The final book reviewed by the Independent this year also suffers from inconsistent writing and the need of a good editor. An author who has obvious talent, Gila Green’s first shot at fiction, King of the Class (Now or Never Publishing), is part love (or hate) story, part apocalyptic fiction, part thriller. If she had chosen one of the latter genres, that novel likely would have been a great read. As it is, the love story is frustrating and it overshadows the book’s other aspects.

It is 2019 and Israel has experienced a civil war, the ramifications and violence of which are continuing, but, at this point, there is secular Israel and Shalem (Jerusalem), both places so highly oppressive it’s a wonder that there’s the need because of a burgeoning population in the region, later in the book, for a third “country,” Yovel Island, to be built in the Mediterranean.

The story begins with Eve being abandoned by her fiancé Manny, who bails on their planned wedding when he suddenly decides to become Orthodox. The religio-political divisions make a union between Eve, who is not religious, and Manny untenable, unless one of them gives up their life/beliefs for the other. Eve does this because she is visited by a “before-lifer,” a soul “in between before-life and life,” i.e. Eve and Manny’s as-of-then-unconceived first child. Despite this vision, Eve leaves Manny after trying to live with his new selfish, intransigent self, and she returns to Ottawa, where her mother lives. (Her sister lives in Israel.) In Ottawa, Eve feebly attempts to find a job – she goes to an interview at a Reform synagogue without taking the time to find out anything about Reform Judaism! – then the novel skips ahead to Yovel Island in 2021, with her and Manny talking about baby names for their firstborn. In another two pages, it’s 2032, with Eve still unhappily married to Manny (who remains a jerk), now with more children.

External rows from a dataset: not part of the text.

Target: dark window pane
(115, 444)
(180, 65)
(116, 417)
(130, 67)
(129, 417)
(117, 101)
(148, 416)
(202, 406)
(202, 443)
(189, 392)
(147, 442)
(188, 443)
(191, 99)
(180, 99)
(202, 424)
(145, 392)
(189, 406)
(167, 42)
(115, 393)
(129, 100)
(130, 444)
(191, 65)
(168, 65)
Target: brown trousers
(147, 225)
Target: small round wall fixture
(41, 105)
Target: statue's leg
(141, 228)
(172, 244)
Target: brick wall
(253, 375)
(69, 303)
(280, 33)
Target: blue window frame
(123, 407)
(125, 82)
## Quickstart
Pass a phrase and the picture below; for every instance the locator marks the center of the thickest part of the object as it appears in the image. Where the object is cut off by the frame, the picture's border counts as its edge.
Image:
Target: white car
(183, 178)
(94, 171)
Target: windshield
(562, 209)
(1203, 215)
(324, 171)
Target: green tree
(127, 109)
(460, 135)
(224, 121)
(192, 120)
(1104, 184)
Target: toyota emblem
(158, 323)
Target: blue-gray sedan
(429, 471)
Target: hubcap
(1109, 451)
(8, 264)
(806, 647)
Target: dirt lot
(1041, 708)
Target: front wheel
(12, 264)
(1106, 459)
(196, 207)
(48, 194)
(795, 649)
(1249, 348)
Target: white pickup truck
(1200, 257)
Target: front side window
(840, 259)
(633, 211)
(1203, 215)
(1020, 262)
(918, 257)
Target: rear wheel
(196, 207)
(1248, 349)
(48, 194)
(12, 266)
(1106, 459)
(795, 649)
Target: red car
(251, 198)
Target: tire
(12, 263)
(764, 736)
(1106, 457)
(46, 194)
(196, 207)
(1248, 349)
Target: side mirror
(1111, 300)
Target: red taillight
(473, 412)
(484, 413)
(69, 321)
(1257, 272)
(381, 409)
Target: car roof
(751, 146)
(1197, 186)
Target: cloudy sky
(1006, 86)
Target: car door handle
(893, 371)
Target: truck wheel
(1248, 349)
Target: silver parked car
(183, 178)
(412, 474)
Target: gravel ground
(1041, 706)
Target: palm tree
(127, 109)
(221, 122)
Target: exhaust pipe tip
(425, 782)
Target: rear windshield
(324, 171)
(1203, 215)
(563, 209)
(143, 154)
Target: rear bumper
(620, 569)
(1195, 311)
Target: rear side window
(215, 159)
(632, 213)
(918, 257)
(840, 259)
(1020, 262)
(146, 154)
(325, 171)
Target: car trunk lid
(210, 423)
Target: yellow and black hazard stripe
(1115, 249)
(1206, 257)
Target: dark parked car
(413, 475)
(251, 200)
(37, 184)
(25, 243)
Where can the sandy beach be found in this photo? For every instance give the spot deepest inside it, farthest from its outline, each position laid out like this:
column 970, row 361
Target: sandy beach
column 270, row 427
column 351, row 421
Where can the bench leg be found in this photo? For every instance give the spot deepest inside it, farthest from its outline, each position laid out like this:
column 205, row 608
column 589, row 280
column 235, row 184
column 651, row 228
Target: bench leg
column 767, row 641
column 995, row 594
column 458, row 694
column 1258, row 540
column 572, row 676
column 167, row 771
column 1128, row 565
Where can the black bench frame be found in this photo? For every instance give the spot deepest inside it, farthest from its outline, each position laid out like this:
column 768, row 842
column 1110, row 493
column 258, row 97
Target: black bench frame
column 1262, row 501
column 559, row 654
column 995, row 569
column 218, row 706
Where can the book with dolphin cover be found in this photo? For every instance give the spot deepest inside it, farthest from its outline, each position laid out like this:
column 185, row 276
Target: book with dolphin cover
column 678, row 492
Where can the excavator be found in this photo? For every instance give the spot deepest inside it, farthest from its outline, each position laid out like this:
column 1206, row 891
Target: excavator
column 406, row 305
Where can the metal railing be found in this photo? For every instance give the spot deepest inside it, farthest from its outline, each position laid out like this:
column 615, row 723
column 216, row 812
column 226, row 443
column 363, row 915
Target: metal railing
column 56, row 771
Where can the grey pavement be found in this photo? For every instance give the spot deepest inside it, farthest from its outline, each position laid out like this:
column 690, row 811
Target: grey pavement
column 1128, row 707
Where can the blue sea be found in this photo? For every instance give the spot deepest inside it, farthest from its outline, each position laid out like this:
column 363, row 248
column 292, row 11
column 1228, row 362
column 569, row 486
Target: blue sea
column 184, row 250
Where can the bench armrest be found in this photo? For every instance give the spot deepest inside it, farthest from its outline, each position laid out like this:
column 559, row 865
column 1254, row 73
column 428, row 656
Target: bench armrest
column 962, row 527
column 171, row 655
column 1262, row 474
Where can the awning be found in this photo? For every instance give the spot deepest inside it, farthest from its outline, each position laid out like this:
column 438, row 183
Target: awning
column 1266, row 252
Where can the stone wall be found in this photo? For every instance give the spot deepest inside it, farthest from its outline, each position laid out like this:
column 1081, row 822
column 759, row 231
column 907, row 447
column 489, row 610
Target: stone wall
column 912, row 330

Terrorism and conflict continue, and friendly fire brings tragedy to Eve’s family. The science fiction part of King of the Class is the most compelling, and it is a meaningful thought experiment to take the divisions that exist within Israeli society, as well as the external enemies the state is facing, and to extrapolate them to their extremes, examining their effects not only on maps, but on the people living in the region. It is a call to consider the type of society that we hope Israel will be(come), and Green has valuable ideas on the subject. However, the book veers off at this point to the thriller section, when Eve and Manny’s eldest, 11-year-old Netsach (the pre-soul for whom Eve returned to Manny) is kidnapped. If the reader is emotionally vested enough in the family, the last 100 pages of the novel will be page-turners.